The woman smiled. “Ooo I love the way kids talk these days!” she said, then added, “Say,” (it was said ‘say-eeee’; - very drawn out and American style) “we couldn’t help noticing that bit of seaweed you’ve got. Mind if we take a closer look?”
“No.” said Tammy, because Tammy was always so nice, and she passed it over.
They studied the stuff closely for some time, murmuring and nodding and making knowing looks at each other. Finally the woman reluctantly handed it back. “Say-eee,” she crooned, “would you mind if we could all share in this treasure? Remember: ‘What Goes Out Comes Back Multiplied’.” She tilted her head and made her eyes go all soft and loving. It gave Randy the creeps.

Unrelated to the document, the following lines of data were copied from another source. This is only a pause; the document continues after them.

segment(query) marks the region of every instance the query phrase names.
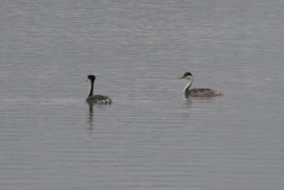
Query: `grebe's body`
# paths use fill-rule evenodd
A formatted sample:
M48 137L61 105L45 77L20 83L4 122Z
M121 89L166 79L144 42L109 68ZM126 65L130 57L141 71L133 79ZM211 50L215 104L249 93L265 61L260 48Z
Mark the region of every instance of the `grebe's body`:
M190 90L190 87L192 83L193 78L190 73L185 73L183 76L178 79L185 78L187 80L187 83L183 89L183 95L185 97L188 98L190 97L212 97L221 96L223 94L220 92L212 90L210 88L192 88Z
M94 83L96 77L94 75L88 75L88 79L91 82L89 93L88 97L86 99L86 102L88 103L94 104L111 104L112 100L109 97L101 95L93 95L94 91Z

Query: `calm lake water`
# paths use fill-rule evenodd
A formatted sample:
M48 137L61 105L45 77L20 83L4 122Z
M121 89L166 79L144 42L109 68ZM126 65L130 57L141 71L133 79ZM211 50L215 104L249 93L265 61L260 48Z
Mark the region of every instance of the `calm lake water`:
M1 1L0 189L283 189L283 9Z

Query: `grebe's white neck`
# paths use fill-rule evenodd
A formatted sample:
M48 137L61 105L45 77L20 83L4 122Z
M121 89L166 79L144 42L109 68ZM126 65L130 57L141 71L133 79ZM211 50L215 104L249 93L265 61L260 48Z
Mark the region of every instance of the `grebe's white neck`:
M190 90L190 87L191 84L192 83L193 78L192 76L187 76L185 78L187 80L187 83L186 85L185 86L185 88L183 88L183 95L185 96L187 96L187 93Z
M92 96L93 95L93 91L94 88L94 80L89 80L89 92L88 94L88 97Z

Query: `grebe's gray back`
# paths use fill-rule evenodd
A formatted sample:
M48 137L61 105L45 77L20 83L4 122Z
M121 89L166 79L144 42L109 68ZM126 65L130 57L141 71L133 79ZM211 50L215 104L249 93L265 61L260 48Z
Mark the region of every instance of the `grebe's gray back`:
M212 90L210 88L193 88L190 90L190 87L192 83L193 77L190 73L185 73L183 76L178 79L185 78L187 80L185 87L183 88L183 95L186 98L188 97L212 97L223 95L220 92Z
M94 83L96 80L94 75L88 75L88 79L90 81L90 88L88 97L86 99L86 102L89 103L97 103L97 104L111 104L112 100L109 97L101 95L93 95L94 91Z

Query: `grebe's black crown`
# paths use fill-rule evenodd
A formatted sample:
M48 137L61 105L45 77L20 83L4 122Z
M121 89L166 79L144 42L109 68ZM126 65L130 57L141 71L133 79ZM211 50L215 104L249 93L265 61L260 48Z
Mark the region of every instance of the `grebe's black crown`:
M183 78L186 78L187 76L192 76L192 75L189 72L187 72L185 74L183 74Z
M91 80L91 81L96 80L96 77L94 75L88 75L88 78Z

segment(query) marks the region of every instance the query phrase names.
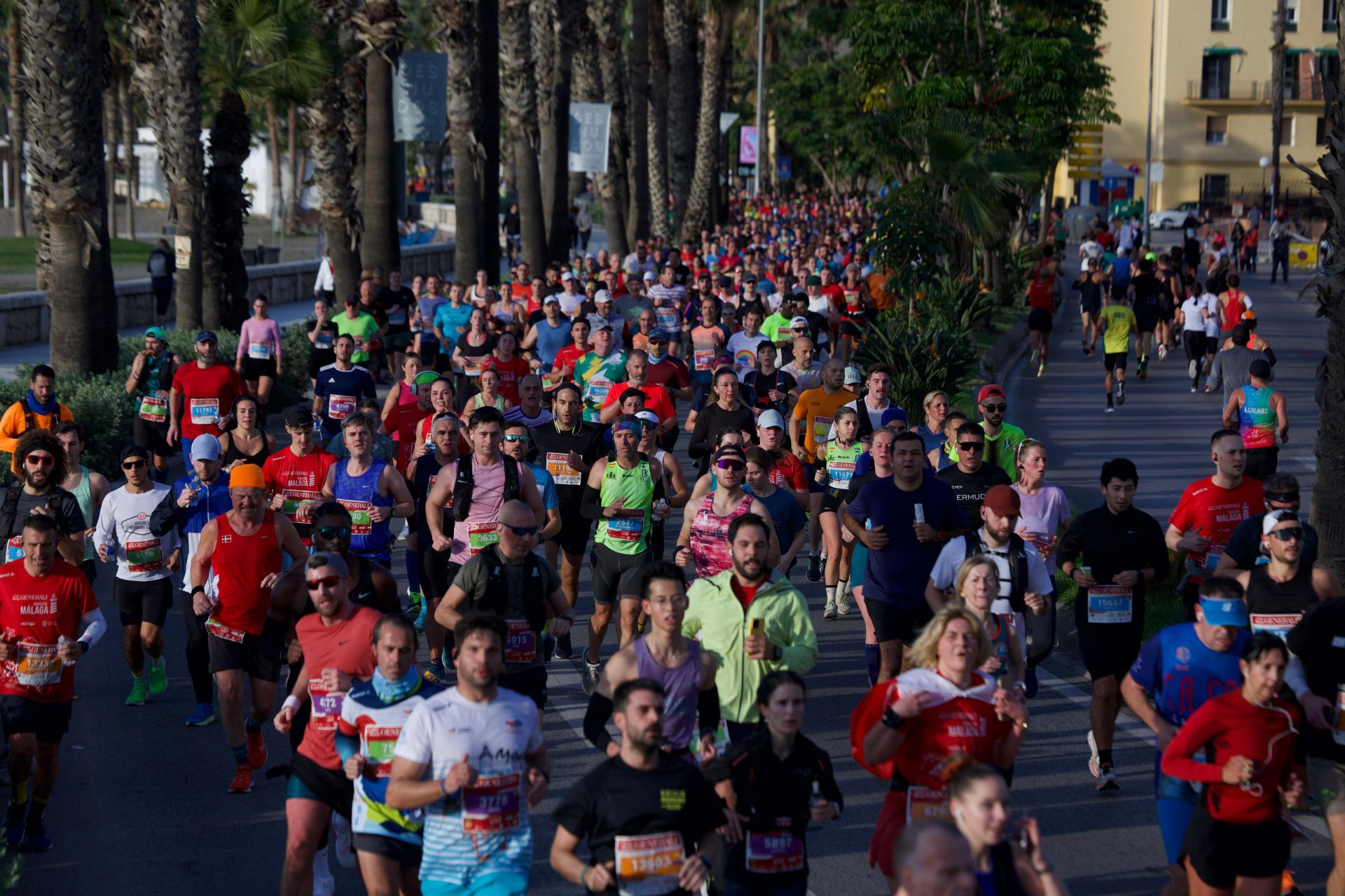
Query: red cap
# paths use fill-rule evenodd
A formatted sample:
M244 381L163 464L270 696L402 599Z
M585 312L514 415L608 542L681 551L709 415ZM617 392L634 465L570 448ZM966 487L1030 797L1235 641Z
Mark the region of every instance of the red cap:
M999 386L999 383L986 383L985 386L981 387L981 391L976 392L976 404L981 404L991 395L998 395L999 398L1005 398L1005 387Z
M986 492L986 500L982 506L994 510L997 516L1020 516L1022 513L1018 493L1007 485L991 486Z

“No,” he said quickly, knowing what a soft touch Tammy could be, “It’s, ah.., it’s a special thing, a sort of a love gift thing, coz, like; - we haven’t seen each other for weeks and I only just gave it to her and....” He left it alone there, making his own eyes go all funny looking too. It worked. Clone-woman smiled even more and tilted her head even further and gave them both a gooey look. “Ahhhh, that’s so sweet!”

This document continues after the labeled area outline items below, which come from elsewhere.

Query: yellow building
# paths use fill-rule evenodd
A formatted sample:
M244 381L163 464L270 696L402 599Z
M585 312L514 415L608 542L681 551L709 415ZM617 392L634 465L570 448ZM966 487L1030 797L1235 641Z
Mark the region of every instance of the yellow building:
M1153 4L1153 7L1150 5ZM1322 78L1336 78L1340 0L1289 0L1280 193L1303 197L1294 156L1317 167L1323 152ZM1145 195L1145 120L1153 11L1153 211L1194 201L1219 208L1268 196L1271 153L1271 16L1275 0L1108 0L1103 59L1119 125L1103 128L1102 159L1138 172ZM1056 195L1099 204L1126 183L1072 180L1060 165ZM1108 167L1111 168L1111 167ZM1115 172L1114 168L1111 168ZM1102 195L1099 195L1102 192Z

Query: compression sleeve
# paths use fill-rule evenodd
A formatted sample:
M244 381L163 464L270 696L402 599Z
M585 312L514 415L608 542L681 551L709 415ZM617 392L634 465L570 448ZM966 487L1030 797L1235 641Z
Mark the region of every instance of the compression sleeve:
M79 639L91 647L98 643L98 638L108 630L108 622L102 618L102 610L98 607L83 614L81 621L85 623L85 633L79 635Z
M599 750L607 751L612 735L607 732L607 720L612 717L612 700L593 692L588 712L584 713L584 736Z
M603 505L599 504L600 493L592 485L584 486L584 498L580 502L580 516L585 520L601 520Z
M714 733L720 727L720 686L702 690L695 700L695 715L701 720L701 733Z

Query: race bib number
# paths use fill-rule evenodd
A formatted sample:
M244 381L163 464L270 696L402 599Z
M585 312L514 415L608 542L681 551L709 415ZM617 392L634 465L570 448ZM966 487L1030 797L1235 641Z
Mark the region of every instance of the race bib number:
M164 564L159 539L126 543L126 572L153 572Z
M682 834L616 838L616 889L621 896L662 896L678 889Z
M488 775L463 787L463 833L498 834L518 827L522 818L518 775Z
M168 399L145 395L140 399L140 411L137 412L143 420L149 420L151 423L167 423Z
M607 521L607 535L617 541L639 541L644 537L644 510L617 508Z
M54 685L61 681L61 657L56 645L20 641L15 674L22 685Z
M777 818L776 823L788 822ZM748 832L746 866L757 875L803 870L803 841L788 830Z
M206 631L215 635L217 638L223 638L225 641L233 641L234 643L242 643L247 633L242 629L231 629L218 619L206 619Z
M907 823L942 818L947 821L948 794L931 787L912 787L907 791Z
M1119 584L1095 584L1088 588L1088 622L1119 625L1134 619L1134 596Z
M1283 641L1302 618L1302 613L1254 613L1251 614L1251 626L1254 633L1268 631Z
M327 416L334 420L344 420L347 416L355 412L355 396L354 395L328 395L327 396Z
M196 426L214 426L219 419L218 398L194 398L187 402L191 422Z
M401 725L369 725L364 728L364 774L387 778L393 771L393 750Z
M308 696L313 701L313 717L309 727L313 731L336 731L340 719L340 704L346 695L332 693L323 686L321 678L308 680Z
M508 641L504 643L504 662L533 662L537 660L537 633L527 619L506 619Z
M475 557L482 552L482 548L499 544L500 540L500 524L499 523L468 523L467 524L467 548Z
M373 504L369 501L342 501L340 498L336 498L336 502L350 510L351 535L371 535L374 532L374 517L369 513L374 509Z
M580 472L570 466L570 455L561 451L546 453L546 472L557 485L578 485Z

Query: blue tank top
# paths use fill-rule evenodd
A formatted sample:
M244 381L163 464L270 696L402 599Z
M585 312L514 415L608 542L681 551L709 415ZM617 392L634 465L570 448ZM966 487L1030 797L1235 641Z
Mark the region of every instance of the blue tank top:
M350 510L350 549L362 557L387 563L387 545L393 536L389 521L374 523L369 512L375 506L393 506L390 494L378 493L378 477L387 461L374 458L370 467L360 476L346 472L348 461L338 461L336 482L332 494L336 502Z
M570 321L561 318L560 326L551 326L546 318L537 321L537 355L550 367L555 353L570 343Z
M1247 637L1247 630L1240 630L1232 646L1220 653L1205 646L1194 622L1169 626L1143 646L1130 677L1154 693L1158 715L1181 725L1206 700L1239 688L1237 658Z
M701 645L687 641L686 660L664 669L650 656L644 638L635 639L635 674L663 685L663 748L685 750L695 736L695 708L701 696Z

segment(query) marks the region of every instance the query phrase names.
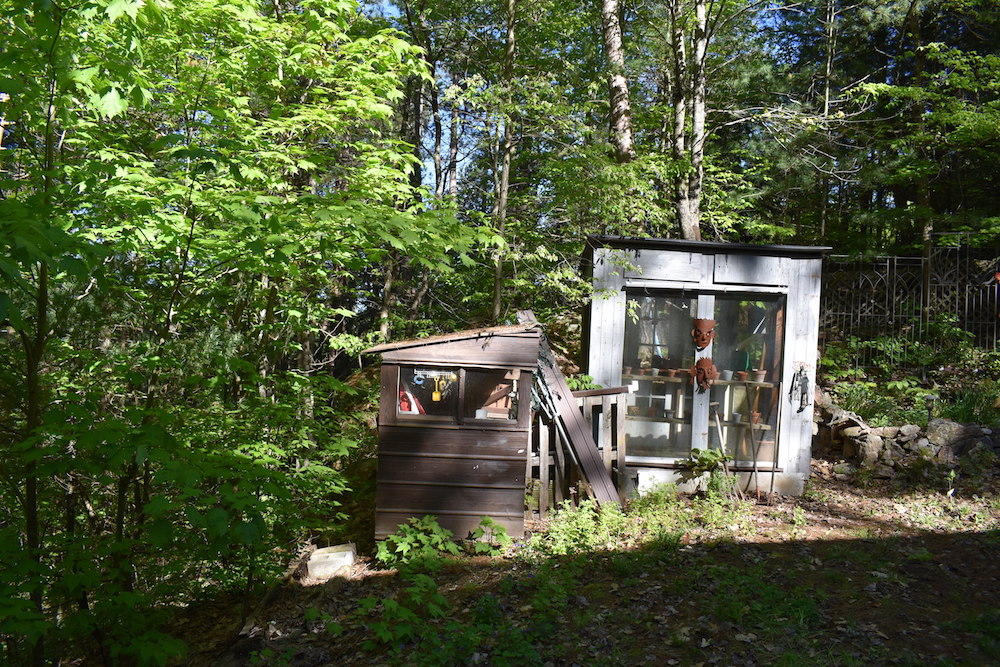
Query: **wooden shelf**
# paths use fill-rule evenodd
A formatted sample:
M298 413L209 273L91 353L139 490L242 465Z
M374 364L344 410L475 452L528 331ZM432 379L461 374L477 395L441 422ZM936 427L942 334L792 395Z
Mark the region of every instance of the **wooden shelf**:
M627 381L646 381L646 382L665 382L671 384L682 384L691 383L691 376L688 372L683 371L683 375L675 375L674 377L669 377L667 375L622 375L622 382ZM777 383L774 382L755 382L753 380L716 380L712 383L716 387L760 387L762 389L773 389L777 387Z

“Beautiful,” crooned the man, “So.., ah.., would you mind then if you could share with us where you found it? After all: ‘Life is Abundant!’”
Randy shrugged, thinking, Sure – there might be a nice piece waiting for you, just like Beau’s! “Just down the beach there, by the bridge.”
Clone Woman smiled her dopey smile and said, “I want to thank you, I really want to thank you. This is a very special moment for us, a Really Special Moment!”
“Yeah, uh.., okay.” said Randy. Like; oh yeah? Big fat hairy deal!
The Clones got back into their car, did a U-turn, and drove slowly back the way they had come, peering excited towards the beach.
“Sheesh!” said Randy to Tammy, “Weirdos, man!”
“Yeah,” she agreed, “they were kind of unusual.” (Strong words for her.) Then she turned the seaweed over in her hands, looking at it as if in a new light, “Gee? What’s so special about this stuff? I wonder what Aunty Jan says about it?”
Randy didn’t care. Seaweed was such boring stuff. Then he had a worrying thought; Beau’s piece stank like a dead whale and he’d just given Tammy the ideal replacement. Damn! If only Piho were here, then he could have goofed off for a few days at his uncle’s place like the useless little toe-rag had promised, and gotten away from Beau, her stupid project, and the even bigger problem of what to say to Tammy next.
His troubled thoughts were interrupted when a large, old, randomly-painted bus roared past, slowed up, stopped, and began to grind its way slowly back towards them. Probably another bunch of freaks after that flipping seaweed!
The bus stopped and the driver’s side window began to slide open. Randy filled his lungs and hollered across the road above the racket of the old motor, “You’re not getting it either, man!”
The face that leaned out the window was big, suggesting an even bigger body attached to it on the inside. A Maori guy. “Hey!” he boomed, “What do you know about what I’m getting or not getting? Come over here and say that!”